Print out per-topic-per-word probabilities.
beta values are the probabilities of words in each topic.
tweet_topics <- tidytext::tidy(tweets_lda, matrix = "beta")
top_terms <- tweet_topics %>%
group_by(topic) %>%
slice_max(beta, n = 20) %>%
ungroup() %>%
arrange(topic, -beta)
top_terms
top_terms %>%
mutate(term = reorder_within(term, beta, topic)) %>%
ggplot(aes(beta, term, fill = factor(topic)))+
geom_col(show.legend = FALSE) +
theme_minimal() +
ggtitle("Top terms by topic") +
facet_wrap(~topic, scales = "free") +
scale_y_reordered()
The intertopic distance map will not be shown in the knitted HTML file. Run the R notebook to see the intertopic distance map.
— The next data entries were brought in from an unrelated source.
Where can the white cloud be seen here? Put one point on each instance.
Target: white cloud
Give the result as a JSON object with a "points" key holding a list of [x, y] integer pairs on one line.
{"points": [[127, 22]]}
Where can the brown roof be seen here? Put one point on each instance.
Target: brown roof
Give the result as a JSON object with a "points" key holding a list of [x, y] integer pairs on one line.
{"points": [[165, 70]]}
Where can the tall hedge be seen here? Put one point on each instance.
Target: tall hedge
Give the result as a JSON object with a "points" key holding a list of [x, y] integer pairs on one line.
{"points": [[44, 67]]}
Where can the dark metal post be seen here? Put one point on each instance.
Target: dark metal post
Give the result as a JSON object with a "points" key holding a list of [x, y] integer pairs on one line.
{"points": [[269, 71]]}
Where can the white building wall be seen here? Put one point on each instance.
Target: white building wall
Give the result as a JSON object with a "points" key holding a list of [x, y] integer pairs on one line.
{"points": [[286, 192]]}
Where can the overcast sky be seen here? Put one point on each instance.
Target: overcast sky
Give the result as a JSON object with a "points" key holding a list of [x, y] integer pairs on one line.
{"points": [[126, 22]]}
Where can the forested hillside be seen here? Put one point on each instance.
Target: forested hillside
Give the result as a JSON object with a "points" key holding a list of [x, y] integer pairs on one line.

post <- topicmodels::posterior(tweets_lda)
mat <- tweets_lda@wordassignments
json <- LDAvis::createJSON(
phi = post$terms,
theta = post$topics,
vocab = colnames(post$terms),
doc.length = slam::row_sums(mat, na.rm = TRUE),
term.frequency = slam::col_sums(mat, na.rm = TRUE)
)
serVis(json)